Se agachó para recoger el zapato.
—Jan Schuster —dije—. La calle y la profesión. ¿Y lo de Tinaweg y Eichenlohe?
Su sonrisa torcida me recordó a la de su mujer la primera vez que nos vimos.
—Tina es un tipo de cuchilla especial —dijo.
—¿Y por qué el número 7?
—Tinaweg tiene siete letras.
Miré al suelo.
—La corteza de roble5 es lo que va mejor para curtir la piel —añadió—. El código postal 72831 es el número de referencia del catálogo.
Se pasó la mano por la boca.
—Le diré a su esposa que esta vez no tiene intención de suicidarse.
—Es verdad —dijo, sosteniendo con la mano la puerta para que no se cerrase.
Luego golpeó ligeramente la puerta con el zapato que tenía en la mano.
—Aquella vez... Ya no me acuerdo de si quería suicidarme... Si no hubiera estado allí la señora Mrozek, tan paciente... Quién sabe lo que habría pasado... Pero aun así me lo habría pensado dos veces... Menudo lío le habría armado a Lotte... Y además imagínese qué cuadro: un hombre hecho y derecho colgado de un árbol...

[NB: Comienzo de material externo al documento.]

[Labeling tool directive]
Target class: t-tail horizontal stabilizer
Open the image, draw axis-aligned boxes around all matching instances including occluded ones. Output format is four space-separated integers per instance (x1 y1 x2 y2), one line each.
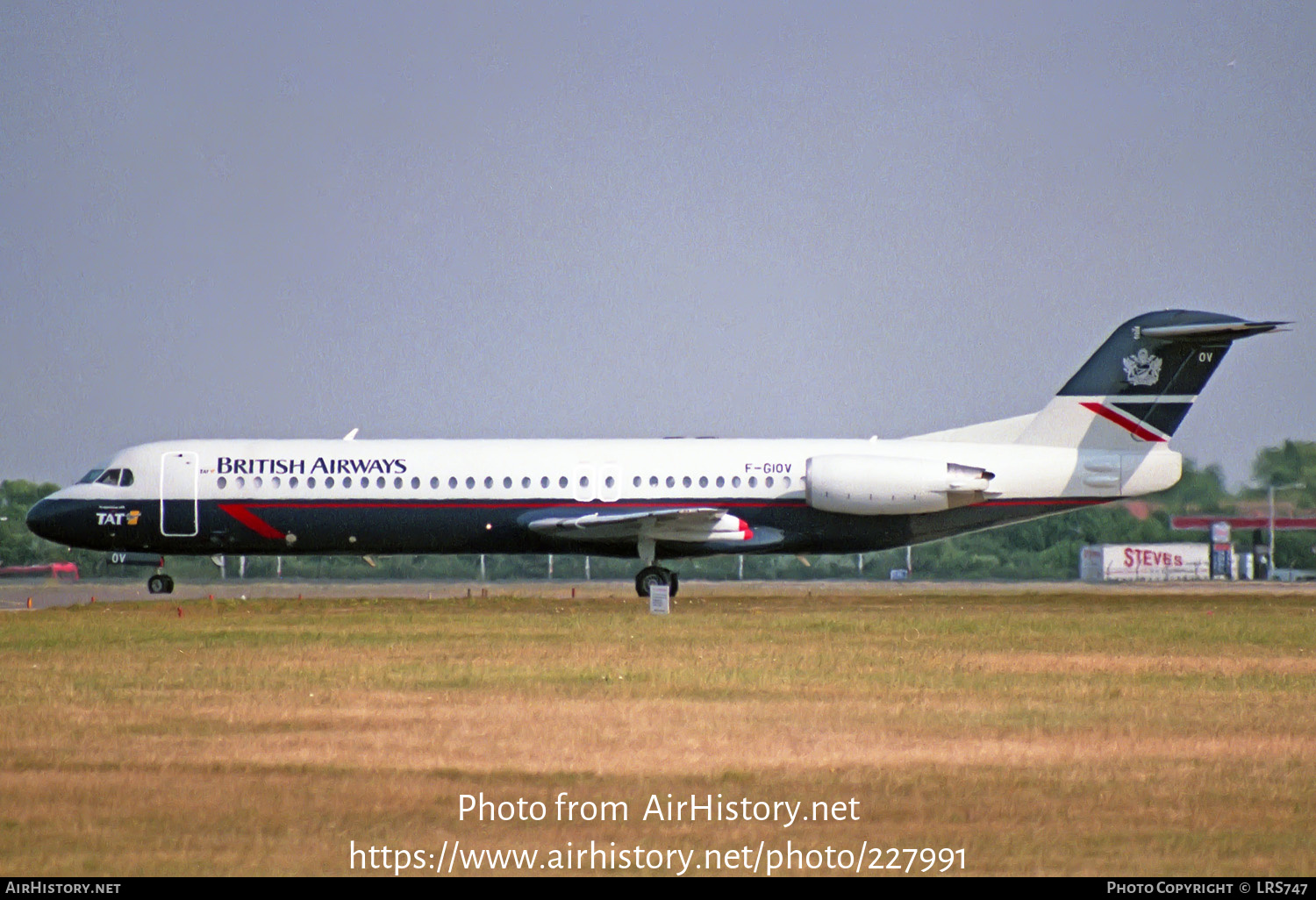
1015 310 1289 450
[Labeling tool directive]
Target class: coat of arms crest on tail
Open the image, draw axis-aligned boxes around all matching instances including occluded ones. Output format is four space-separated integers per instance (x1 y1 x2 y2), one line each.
1124 347 1161 387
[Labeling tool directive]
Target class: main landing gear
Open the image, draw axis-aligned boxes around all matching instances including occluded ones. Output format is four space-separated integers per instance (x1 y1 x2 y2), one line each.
636 566 681 597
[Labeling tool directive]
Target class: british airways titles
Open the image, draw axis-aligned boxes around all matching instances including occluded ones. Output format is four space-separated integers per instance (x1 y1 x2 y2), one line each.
215 457 407 475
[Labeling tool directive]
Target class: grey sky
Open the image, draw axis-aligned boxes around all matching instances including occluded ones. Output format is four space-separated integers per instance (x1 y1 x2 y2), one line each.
0 3 1316 482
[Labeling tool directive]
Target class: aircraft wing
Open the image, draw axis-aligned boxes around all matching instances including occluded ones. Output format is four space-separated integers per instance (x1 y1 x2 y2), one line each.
529 507 755 544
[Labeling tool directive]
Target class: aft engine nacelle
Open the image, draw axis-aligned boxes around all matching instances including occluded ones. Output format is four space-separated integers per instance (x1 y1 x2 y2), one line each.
805 455 995 516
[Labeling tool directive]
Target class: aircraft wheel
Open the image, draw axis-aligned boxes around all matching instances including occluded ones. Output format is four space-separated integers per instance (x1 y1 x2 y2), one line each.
636 566 671 597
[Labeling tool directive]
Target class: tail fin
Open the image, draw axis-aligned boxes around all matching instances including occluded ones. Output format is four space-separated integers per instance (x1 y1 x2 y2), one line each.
1015 310 1289 450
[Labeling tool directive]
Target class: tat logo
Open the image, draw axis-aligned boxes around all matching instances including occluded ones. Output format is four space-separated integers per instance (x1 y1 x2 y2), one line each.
97 510 142 525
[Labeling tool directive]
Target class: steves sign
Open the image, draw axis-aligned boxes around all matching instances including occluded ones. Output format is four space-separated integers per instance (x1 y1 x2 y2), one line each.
1079 544 1211 582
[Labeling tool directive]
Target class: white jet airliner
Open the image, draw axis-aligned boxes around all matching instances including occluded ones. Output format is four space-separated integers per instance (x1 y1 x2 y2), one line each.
28 311 1287 596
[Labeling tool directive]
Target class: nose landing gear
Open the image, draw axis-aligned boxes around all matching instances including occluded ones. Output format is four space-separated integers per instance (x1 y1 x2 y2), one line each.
636 566 681 597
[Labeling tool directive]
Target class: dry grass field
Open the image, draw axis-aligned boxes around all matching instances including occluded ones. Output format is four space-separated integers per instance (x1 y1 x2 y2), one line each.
0 583 1316 876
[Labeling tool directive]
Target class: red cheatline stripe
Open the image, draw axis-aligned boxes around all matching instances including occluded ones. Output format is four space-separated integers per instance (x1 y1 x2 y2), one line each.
973 497 1120 508
220 503 286 541
242 500 808 510
1079 403 1168 442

Volvió a golpear la puerta con el zapato, lo miró atentamente y apartó la mirada.
—¿Quiere decirme algo más? —le pregunté.
No acababa de decidirse a entrar en el vestíbulo. En lugar de ello, se volvió una vez más hacia mí.

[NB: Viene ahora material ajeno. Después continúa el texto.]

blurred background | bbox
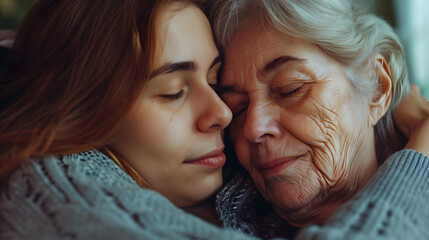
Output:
[0,0,429,99]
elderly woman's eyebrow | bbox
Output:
[263,55,305,73]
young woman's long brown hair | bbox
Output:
[0,0,206,183]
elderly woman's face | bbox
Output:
[221,24,377,225]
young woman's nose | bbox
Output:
[197,86,232,132]
[241,102,281,143]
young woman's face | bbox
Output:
[111,3,232,207]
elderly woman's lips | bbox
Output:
[259,156,301,177]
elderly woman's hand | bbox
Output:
[394,85,429,156]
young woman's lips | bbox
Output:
[184,148,226,169]
[259,156,301,177]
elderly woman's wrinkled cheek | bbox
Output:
[290,93,346,186]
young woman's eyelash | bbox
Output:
[160,89,185,101]
[209,83,220,95]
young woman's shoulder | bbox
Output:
[0,150,254,239]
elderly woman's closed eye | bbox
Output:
[215,0,408,226]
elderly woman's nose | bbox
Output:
[243,101,280,143]
[197,87,232,132]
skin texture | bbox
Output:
[111,3,232,207]
[220,20,391,226]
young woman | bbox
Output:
[0,0,426,239]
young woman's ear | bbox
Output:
[370,54,392,126]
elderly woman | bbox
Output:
[214,0,426,236]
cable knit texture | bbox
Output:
[0,150,429,240]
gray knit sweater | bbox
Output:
[0,150,429,239]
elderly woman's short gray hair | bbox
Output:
[212,0,409,162]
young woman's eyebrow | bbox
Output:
[150,61,198,78]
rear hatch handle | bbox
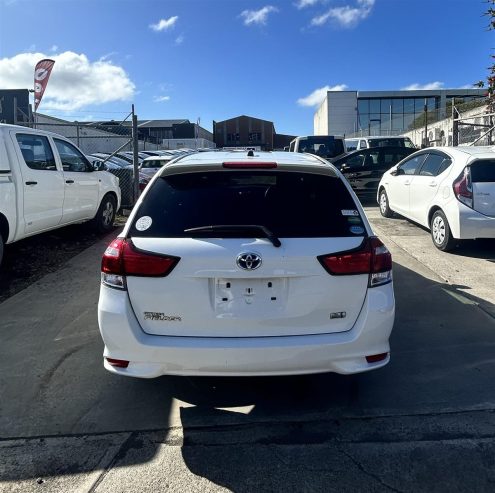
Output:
[184,224,282,248]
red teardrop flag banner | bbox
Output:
[34,58,55,111]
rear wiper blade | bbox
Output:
[184,224,282,248]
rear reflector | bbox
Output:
[105,358,129,368]
[318,236,392,287]
[366,353,388,363]
[223,161,277,169]
[101,238,180,289]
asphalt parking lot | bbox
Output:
[0,202,495,492]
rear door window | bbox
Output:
[53,139,93,172]
[16,134,57,171]
[419,154,452,176]
[130,170,364,238]
[399,154,425,175]
[471,159,495,183]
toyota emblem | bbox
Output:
[236,252,261,270]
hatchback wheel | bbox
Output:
[379,189,394,217]
[94,195,116,233]
[430,211,456,252]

—El domingo, cuando me fui —dijo—, Lotte hizo un té, como siempre. Y puso la tetera y las tazas en la bandeja, como siempre. Yo estaba en el salón. Y cuando ella entró viniendo de la cocina, me llevé un susto porque me pareció que iba a chocar con la bandeja contra el marco de la puerta y todo caería al suelo y ella se enfadaría... y a lo mejor hasta se avergonzaría... Y pensé: cuando seamos mayores, ese tipo de cosas pasarán. Y entonces tendremos que agacharnos con dificultad, y tardaremos una eternidad en recogerlo todo... Y pensé que no quería pasar por esa situación, que no quería tener que ver una escena así...

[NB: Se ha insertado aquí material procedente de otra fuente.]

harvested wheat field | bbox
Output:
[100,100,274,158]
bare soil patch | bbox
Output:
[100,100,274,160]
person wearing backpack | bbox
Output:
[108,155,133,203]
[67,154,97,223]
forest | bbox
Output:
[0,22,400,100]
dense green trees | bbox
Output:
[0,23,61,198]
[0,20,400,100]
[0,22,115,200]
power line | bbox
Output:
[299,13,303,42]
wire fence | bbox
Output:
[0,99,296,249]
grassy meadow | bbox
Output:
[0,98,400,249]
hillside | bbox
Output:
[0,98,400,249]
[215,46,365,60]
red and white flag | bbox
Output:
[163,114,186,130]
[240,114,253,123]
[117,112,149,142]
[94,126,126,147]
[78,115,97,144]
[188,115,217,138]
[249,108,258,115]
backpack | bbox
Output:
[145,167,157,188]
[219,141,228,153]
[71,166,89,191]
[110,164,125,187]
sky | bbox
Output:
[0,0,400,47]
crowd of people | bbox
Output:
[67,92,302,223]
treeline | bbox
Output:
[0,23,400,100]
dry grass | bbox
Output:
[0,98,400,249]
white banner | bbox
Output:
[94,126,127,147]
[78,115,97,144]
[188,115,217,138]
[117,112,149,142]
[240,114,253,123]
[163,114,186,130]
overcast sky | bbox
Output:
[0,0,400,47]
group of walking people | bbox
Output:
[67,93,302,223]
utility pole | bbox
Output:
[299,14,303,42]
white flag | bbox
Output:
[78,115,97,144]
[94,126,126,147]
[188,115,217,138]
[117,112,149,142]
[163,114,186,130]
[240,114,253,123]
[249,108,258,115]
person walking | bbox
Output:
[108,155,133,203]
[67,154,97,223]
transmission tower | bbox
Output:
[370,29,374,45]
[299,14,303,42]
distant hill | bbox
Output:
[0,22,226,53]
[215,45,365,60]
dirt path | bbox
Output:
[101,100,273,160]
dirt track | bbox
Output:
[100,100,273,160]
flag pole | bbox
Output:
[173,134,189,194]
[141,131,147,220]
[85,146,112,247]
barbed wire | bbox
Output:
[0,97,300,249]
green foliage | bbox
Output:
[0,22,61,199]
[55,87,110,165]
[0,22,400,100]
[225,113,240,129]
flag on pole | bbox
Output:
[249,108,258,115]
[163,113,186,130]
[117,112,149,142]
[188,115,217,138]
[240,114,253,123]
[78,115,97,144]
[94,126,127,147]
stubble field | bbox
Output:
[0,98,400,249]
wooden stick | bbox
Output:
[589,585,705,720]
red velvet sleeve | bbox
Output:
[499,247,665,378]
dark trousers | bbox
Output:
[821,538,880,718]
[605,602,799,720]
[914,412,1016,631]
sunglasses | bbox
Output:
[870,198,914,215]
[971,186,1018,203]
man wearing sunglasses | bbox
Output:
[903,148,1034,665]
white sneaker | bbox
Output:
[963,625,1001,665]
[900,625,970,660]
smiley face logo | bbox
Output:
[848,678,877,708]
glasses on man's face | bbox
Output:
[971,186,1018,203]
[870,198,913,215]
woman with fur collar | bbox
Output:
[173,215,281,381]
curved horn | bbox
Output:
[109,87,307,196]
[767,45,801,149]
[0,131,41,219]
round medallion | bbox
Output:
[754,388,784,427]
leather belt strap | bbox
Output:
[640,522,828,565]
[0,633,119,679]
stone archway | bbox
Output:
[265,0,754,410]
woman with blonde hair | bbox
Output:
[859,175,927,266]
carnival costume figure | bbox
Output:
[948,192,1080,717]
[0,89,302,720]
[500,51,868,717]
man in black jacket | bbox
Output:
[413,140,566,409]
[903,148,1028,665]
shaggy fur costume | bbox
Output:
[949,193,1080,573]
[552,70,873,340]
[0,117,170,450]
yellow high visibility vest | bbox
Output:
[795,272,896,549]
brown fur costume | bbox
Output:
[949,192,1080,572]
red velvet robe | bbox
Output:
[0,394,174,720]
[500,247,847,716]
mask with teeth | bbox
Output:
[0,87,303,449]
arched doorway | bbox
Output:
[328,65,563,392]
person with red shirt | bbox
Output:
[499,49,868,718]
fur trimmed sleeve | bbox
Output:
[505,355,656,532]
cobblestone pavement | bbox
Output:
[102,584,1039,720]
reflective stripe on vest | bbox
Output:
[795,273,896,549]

Esperé un momento y le dije:
—Pero usted no pensaba marcharse con Elke, sólo quería regalarle el viaje.
—Sí —dijo él—. Sí, sí.
Y entonces se dio la vuelta y entró por el hueco oscuro del vestíbulo, y la puerta se cerró tras él.
Yo me quedé allí, en el mismo lugar que hacía media hora, con los brazos cruzados, en silencio.
Vi llegar el tranvía desde lejos. Cuando ya casi había llegado a la parada, saludé con la mano a Ute, que estaba sentada en su puesto en la cabina. Me devolvió el saludo y tocó la campana.
Las puertas se abrieron.
—Nos vemos mañana —le dije.
Ella tuvo que seguir su camino, y yo me quedé mirando cómo se alejaba el convoy azul.
Me fui a casa. A través de la ciudad desvelada.